Geradezu merkwürdig, dass wir diesen Film in den bisher neun Jahren unserer Filmkritiken für den ersten Wahlberliner, für Rote Sonne 17 und den zweiten Wahlberliner noch nie angeschaut haben, aber doch das Gefühl hatten, wir kennen uns schon ganz gut aus. Vermutlich lag es an „Affäre in Trinidad“, der sechs Jahre später entstand und die Magie von „Gilda“ wiederaufleben lassen wollte.

Was ihm nicht ganz gelang, trotz derselben Hauptdarsteller, desselben Paares, das in „Gilda“ eine Hassliebe zelebrierte, wie man sie selten auf der Leinwand dargeboten bekommt. Im realen Leben eher, aber eben in einer Form, die sich auf 90 Minuten schwer verdichten und glaubwürdig darstellen lässt. Ist dieses Gefühl denn generell glaubwürdig? Ja. Ist es. Eben nicht derart komprimiert, aber mindestens so intensiv. Und die psychologischen Hintergründe, die sind in solchen Fällen immer sehr interessant. Sie müssten nicht so gestrickt sein wir auf eine sehr exploitative und die Psychoanalyse etwas auf Kreisliga-Nveau herunterbrechende Weise, wie es in „Gilda“ auf den ersten Blick den Anschein hat. Friktionen, Frustrationen, selbstzerstörerische Muster, die könnten andere sein, bei den Protagonisten eines Hassliebe-Melodrams. Wer behauptet, Hollywood-Gefühlsdarstellung sei kitschig, der soll mal sein Privatleben, so über die Jahre betrachtet, reflektieren.

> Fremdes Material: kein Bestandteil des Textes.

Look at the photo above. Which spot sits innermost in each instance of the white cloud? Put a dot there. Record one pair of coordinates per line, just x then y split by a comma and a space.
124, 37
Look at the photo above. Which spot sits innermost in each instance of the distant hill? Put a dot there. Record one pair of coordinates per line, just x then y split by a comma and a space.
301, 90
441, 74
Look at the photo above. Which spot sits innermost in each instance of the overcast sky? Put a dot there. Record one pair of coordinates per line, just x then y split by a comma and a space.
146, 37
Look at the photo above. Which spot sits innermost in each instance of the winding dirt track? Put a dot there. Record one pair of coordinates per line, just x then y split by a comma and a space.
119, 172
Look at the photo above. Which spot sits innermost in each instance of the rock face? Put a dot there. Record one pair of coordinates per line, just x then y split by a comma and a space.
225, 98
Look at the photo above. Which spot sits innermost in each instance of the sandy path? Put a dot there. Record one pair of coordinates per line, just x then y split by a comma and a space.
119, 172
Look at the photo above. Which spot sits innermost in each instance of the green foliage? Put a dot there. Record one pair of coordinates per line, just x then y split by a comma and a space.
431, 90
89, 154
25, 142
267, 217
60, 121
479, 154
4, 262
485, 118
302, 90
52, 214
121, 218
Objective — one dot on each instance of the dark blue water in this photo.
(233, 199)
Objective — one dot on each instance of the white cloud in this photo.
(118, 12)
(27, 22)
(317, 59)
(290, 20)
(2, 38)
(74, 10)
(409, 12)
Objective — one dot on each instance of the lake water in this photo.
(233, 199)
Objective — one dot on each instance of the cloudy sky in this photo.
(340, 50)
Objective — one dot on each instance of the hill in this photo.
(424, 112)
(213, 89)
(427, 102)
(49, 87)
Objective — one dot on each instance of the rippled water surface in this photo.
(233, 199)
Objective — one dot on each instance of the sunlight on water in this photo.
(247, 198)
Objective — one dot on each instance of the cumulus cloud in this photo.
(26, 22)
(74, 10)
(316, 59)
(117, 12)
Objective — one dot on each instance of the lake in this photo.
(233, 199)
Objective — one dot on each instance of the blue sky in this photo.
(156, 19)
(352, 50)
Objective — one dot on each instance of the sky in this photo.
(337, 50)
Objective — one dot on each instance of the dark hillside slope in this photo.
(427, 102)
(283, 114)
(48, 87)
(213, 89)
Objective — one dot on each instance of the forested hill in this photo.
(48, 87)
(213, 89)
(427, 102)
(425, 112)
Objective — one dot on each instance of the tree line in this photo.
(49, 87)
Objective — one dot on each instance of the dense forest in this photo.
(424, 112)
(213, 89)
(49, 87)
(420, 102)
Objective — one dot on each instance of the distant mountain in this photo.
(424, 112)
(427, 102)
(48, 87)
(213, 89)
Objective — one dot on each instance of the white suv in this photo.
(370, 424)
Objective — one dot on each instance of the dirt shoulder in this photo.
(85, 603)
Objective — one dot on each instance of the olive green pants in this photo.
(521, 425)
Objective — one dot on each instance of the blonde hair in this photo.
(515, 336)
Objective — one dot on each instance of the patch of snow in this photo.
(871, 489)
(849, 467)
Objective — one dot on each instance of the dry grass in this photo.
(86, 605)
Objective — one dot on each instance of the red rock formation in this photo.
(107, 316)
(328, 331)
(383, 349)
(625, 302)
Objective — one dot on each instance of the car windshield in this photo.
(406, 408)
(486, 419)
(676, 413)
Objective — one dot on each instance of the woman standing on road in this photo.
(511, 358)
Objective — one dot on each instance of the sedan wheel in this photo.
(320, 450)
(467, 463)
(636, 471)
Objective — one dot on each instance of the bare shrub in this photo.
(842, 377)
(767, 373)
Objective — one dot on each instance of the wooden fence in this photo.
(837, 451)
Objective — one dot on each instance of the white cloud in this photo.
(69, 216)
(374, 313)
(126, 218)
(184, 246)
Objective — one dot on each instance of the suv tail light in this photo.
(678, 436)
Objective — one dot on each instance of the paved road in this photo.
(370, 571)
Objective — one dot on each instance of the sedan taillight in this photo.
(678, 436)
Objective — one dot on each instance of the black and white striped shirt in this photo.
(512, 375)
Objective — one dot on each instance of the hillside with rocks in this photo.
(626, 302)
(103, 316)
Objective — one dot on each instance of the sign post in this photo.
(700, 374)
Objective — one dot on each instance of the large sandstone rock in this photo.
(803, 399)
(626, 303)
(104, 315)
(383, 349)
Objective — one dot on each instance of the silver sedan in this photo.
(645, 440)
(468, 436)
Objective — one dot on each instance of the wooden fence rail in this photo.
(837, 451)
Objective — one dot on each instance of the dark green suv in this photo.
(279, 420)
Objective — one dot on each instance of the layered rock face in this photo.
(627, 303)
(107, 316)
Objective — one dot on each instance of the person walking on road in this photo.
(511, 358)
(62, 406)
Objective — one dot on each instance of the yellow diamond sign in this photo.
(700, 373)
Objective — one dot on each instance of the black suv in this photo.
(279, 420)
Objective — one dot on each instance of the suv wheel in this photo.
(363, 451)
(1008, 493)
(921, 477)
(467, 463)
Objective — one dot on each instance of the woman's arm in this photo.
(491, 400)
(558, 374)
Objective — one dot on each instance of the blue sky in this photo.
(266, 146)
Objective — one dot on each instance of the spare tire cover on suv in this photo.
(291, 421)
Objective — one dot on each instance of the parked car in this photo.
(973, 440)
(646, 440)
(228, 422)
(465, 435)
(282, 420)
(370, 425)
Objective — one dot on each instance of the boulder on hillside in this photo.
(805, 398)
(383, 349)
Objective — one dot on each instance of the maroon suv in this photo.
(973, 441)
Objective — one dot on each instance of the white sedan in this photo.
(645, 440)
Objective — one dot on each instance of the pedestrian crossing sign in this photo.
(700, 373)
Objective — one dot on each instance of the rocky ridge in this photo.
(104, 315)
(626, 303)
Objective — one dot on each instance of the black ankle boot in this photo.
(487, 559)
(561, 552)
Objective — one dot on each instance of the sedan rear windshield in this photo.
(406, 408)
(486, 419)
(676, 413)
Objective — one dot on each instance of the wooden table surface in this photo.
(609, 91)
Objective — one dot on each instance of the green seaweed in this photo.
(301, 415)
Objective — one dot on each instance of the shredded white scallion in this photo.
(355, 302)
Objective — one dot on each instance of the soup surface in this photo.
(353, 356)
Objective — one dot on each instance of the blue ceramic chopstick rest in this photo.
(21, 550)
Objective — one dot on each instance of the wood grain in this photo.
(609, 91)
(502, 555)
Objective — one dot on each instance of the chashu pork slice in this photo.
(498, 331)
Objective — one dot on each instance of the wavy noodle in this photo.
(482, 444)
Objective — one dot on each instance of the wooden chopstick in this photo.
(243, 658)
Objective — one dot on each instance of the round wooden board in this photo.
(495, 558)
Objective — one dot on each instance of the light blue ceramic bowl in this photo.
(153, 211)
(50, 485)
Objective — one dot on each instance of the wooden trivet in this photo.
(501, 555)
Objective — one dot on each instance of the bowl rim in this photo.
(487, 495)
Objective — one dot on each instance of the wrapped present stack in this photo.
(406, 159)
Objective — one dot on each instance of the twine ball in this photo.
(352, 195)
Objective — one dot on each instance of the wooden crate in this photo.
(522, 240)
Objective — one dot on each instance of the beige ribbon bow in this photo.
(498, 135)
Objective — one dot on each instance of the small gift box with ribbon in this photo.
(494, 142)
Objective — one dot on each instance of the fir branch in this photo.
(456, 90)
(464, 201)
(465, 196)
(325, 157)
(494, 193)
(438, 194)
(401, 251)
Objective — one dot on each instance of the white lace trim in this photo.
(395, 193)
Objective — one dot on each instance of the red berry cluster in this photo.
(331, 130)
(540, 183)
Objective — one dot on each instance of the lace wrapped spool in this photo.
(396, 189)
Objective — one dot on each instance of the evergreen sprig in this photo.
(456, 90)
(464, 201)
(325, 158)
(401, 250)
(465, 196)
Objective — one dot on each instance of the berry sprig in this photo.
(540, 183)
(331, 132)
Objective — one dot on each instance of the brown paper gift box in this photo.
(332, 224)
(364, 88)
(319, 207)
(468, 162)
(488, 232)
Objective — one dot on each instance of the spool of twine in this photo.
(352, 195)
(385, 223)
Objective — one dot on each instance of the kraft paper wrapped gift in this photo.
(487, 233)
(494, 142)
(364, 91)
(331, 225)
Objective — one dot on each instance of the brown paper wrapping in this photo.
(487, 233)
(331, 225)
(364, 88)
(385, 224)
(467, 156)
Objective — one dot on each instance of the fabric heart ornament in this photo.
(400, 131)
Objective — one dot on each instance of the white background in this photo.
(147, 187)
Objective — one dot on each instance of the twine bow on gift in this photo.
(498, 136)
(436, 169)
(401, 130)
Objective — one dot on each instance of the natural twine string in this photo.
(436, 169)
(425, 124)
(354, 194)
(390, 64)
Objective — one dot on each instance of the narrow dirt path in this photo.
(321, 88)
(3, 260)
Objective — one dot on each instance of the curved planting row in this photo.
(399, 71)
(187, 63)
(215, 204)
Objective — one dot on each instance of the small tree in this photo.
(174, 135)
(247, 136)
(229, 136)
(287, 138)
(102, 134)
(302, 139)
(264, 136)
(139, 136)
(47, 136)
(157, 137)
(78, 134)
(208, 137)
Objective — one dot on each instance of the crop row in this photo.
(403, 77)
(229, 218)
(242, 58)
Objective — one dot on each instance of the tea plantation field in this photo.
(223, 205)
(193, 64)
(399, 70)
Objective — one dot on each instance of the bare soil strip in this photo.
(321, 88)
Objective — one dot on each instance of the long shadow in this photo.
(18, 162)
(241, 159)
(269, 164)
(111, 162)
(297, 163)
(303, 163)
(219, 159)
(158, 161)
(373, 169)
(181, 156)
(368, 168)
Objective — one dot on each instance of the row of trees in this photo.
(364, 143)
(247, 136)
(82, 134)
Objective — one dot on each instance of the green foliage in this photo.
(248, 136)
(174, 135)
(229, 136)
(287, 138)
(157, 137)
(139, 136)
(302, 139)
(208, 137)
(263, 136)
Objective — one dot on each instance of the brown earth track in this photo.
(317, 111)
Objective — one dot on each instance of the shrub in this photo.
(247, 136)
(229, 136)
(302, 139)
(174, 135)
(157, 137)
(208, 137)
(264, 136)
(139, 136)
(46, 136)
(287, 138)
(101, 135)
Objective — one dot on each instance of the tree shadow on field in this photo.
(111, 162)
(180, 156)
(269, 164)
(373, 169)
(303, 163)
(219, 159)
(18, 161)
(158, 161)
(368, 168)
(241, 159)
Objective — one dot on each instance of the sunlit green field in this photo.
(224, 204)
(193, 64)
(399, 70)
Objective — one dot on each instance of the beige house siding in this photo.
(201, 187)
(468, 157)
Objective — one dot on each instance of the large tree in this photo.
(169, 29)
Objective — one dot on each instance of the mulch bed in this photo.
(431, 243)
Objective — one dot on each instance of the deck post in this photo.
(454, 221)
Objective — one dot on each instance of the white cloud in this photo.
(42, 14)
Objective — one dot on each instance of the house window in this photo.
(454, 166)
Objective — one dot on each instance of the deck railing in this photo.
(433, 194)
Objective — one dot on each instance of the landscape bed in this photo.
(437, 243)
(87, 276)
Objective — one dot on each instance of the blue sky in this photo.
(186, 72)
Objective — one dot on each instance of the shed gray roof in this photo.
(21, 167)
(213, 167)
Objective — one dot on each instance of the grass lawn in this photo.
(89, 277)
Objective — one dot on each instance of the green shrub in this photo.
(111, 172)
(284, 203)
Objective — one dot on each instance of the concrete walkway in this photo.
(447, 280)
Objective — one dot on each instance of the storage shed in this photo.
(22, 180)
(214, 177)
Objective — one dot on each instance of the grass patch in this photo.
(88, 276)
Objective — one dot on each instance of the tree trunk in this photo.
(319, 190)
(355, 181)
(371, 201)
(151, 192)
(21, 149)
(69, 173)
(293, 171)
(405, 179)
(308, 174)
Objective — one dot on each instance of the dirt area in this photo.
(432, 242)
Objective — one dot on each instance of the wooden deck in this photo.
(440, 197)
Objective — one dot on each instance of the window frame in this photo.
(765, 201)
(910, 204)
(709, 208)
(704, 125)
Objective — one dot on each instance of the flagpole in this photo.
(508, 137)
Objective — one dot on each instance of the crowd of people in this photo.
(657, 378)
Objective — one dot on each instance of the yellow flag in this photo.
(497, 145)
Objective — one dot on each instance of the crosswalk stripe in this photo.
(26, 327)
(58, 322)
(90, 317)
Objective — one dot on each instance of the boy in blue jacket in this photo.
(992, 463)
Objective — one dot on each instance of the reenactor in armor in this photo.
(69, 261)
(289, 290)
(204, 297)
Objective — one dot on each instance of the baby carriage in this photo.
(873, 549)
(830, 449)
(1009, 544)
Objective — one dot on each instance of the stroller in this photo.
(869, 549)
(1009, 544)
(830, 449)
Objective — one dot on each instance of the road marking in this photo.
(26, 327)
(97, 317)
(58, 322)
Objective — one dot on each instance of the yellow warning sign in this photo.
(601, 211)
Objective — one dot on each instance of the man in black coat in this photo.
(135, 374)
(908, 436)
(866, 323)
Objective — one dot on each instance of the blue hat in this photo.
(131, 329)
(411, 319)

Wer zu dem Ergebnis kommt, das sei alles Quatsch, der wird wohl ein ziemlich kalter Fisch sein. Derlei fasziniert die Menschen, die vor der Leinwand sitzen, nich, weil es so absurd ist, sondern weil es einen Extrakt ihrer eigenen Erfahrungen oder auch ihrer Sehnsüchte darstellt.

„Gilda“ ist unzweifelhaft der knalligste Film noir, den wir bisher gesehen haben. Und auch wieder nicht, denn in einem hat die Wikipedia unzweifelhaft Recht: „Im Stil eines Film noir“ ist noch kein Film noir. In Films noirs sind schon wesentlich talentiertere Menschen untergegangen als John Farrell, der das Glück hat, vom sympathischen, in seinen jungen Jahren recht knopfäugigen Glenn Ford dargestellt zu werden, sonst würde man ihn irgendwann nur noch nervig finden, weil er sich so dumm verhält. Fatalismus ist eine Sache, wie ihn zum Beispiel Robert Mitchum in „Out of the Past“ zeigt, Blindheit und mangelndes Bewusstsein für die Gefahr eine andere.

 Gilda hingegen betrachtet man als Zuschauer anfangs mit einer Mischung aus Faszination und Abscheu und lernt dann immer mehr, sie zu schätzen. Das Ende ist es vor allem, das dafür sorgt, dass „Gilda“ kein Film noir ist. Ja, es gibt auch Werke ohne tragisches Ende, die noch als Noir durchgehen, da treffen dann aber andere Stilmerkmale mehr zu bzw. sind zentrale Ingredienzien in deutlicherer Ausformung vorhanden. Ein Kriminal-Melodram trifft es wohl am meisten, wenn man „Gilda“ genremäßig einordnen will – auch wenn die Bldgestaltung stellenweise noir ist, aber es wirkt auch etwas wie eine Fingerübung des berühmten Kamermanns Rudolph Maté, dass es zu Silhouetten und Low-Key-Szenen kommt. Meist wird alles grell ausgeleuchtet und das passt auch gut zum – sic! – exploitativen Vordergrund dieses Dramas.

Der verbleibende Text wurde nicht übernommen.